After a time the girls danced. They were not particularly graceful, but they believed that they were, and that was rather charming. One or the other of them from time to time would sing. There was much giggling. The girls neither ate nor drank. Kalash lay back, utterly relaxed, and accepted the food and the caresses. Paul and Nigel seemed able to approximate his nonchalance. As for me, I gradually lost the excruciating self-consciousness I had felt on entering the room in Arab clothing. The girls were so eager to please, and so obviously unable to imagine any life but the one they led, that inhibitions were irrelevant. In Europe what we were doing would have been an orgy which could only have taken place in a pornographic novel; in the Amir’s palace it was as ordinary as prayer.

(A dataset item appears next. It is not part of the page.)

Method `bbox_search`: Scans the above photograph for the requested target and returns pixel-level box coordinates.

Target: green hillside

At length I was no longer hungry. The girls kept trying to feed me until I refused three or four times. (I suppose this is part of the etiquette.) Then they led me to an alcove, where we lay down again. They arranged my limbs, glancing and nodding at me until I indicated that I was in a position of perfect comfort. They then removed their clothes and lay down beside me. Their bodies were remarkably beautiful: perfect breasts, long tapered rib cages, round buttocks carried high at the back, and the straight-calved long legs of their race. The only flaw, to my Central European eye, were the navels, which were protuberant and about the size of a walnut. One girl knelt and stroked my face with her breasts. The other rubbed my legs. I was still fully clothed; she reached under the skirts of my robe. Soon she left off this massage, which was intensely pleasurable (she seemed to know the location of all the nerve centers in the joints of the toes, ankles, and knees).